Our practice is based on multidisciplinary councils where we evaluate the clinicopathological features of patients, pre- and post-neoadjuvant imaging, and pathological examination results. Based on this evaluation, we devise a personalized treatment plan that goes beyond the current guidelines. It's important to note that we focus on the compatibility of imaging findings and pathological examination results. This approach allows us to initiate a personalized treatment for patients with limited axillary involvement without compromising oncological safety.
Most patients had an average of 6 or fewer lymph nodes removed (95% of patients with one pathological lymph node, 87% with two, and 82% with three). The number of lymph nodes removed in our study appears to be higher than standard SLNB. This is because we also removed palpable and suspicious lymph nodes guided by imaging. Excising more lymph nodes helps obtain a better correlation between imaging and final pathology, leading to safer decisions to avoid ALND. The number of excised lymph nodes could be decreased, but this may cause an increase in second axillary surgery rates.

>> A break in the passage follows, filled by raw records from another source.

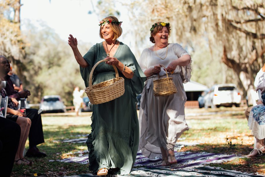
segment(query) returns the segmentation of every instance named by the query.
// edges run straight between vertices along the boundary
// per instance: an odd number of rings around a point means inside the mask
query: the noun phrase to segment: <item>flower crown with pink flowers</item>
[[[111,19],[107,19],[105,20],[102,20],[100,22],[100,24],[98,25],[98,26],[104,25],[105,24],[110,24],[111,23],[114,24],[117,24],[119,25],[119,27],[120,27],[122,22],[116,22]]]

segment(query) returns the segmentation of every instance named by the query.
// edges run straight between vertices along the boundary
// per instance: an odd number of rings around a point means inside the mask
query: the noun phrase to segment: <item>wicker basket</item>
[[[107,60],[101,60],[93,66],[89,76],[89,86],[85,89],[90,102],[94,104],[107,102],[124,93],[124,78],[119,77],[117,68],[114,65],[112,66],[115,71],[115,78],[92,85],[92,76],[95,68],[100,63],[107,61]]]
[[[177,93],[177,88],[175,86],[172,78],[168,77],[168,72],[165,67],[163,65],[160,65],[163,66],[165,70],[167,77],[162,79],[159,78],[158,75],[158,79],[154,80],[153,89],[154,95],[158,96],[168,96]]]

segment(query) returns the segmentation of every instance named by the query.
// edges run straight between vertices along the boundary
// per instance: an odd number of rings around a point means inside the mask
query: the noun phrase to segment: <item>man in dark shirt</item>
[[[30,95],[30,92],[27,90],[19,92],[15,91],[13,83],[7,74],[10,71],[10,62],[5,57],[0,56],[0,75],[7,82],[6,91],[8,96],[19,99],[27,97]],[[38,114],[36,109],[26,109],[27,117],[31,120],[31,126],[29,129],[29,148],[26,153],[26,156],[28,157],[45,157],[46,154],[39,151],[37,145],[44,142],[44,138],[42,130],[42,124],[40,114]]]
[[[10,78],[13,83],[13,85],[15,90],[18,91],[23,90],[22,82],[17,75],[13,72],[12,65],[10,64],[10,71],[8,73],[8,75],[10,76]]]

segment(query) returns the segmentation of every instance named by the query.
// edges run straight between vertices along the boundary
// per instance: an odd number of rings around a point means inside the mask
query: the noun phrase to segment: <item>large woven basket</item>
[[[170,95],[177,93],[177,88],[172,77],[168,77],[168,72],[165,67],[163,65],[160,65],[163,66],[165,70],[167,77],[154,80],[153,89],[154,95],[156,96],[164,96]]]
[[[112,66],[115,71],[115,78],[92,85],[92,76],[95,68],[101,63],[107,61],[107,60],[101,60],[93,66],[89,76],[89,86],[85,89],[90,102],[94,104],[107,102],[124,93],[124,79],[119,77],[118,71],[114,65]]]

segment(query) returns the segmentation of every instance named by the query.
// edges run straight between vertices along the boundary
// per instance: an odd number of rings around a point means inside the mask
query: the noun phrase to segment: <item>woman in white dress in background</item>
[[[190,55],[178,44],[169,44],[169,23],[159,22],[150,30],[150,40],[155,45],[144,50],[138,61],[148,78],[142,93],[139,115],[139,150],[150,159],[162,155],[162,165],[177,162],[175,144],[189,128],[185,119],[184,105],[187,97],[183,83],[190,80],[191,71]],[[175,94],[155,96],[153,81],[166,77],[159,65],[166,68],[177,90]]]

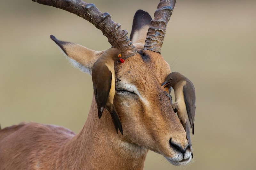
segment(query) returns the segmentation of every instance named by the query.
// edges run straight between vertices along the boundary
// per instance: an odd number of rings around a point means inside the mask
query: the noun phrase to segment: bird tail
[[[193,135],[193,136],[194,136],[194,125],[193,125],[191,127],[191,128],[192,128],[192,134]]]
[[[102,113],[104,110],[104,107],[100,107],[98,105],[98,116],[99,119],[100,119],[102,116]]]
[[[116,133],[118,133],[118,129],[119,129],[120,132],[121,132],[122,135],[123,135],[123,128],[122,128],[122,125],[121,124],[121,121],[120,121],[118,115],[116,113],[116,109],[115,108],[114,106],[112,105],[111,107],[111,111],[109,110],[109,111],[111,115],[113,122],[116,128]]]
[[[191,140],[190,138],[190,128],[191,126],[190,122],[188,121],[187,121],[186,122],[186,134],[187,134],[187,138],[188,141],[188,144],[189,145],[189,148],[190,150],[191,151],[191,155],[192,156],[192,158],[193,158],[193,151],[192,150],[192,144],[191,143]]]

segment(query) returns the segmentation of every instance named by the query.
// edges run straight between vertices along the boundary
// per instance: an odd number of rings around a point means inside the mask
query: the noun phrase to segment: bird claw
[[[172,96],[167,93],[167,92],[164,91],[164,93],[165,95],[165,96],[167,96],[167,97],[169,98],[169,99],[170,100],[170,102],[171,102],[171,104],[172,104]]]

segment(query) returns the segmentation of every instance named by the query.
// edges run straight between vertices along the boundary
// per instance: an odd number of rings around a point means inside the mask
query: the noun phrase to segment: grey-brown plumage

Radiological evaluation of post-neoadjuvant axilla can be challenging. While imaging techniques are effective in identifying axillary involvement, they may be insufficient, particularly in assessing the complete response to NAC (31, 32). Our study focused on differentiating between high-volume axillary disease and limited disease (< 3 lymph nodes). Our objective in evaluating post-neoadjuvant response was not to discern complete response, and we included patients with a good partial response, so the constraints of imaging methods did not impact our study.
The study's main limitation was the absence of a comparison group. Additionally, interpreting the palpation findings requires experience. Our team consists of breast specialist surgeons and radiologists, and our center deals with a high volume of breast cancer cases. A comprehensive multidisciplinary tumor board evaluated all patients and determined individualized treatments. Therefore, conducting this prospective study in a tertiary referral center is feasible.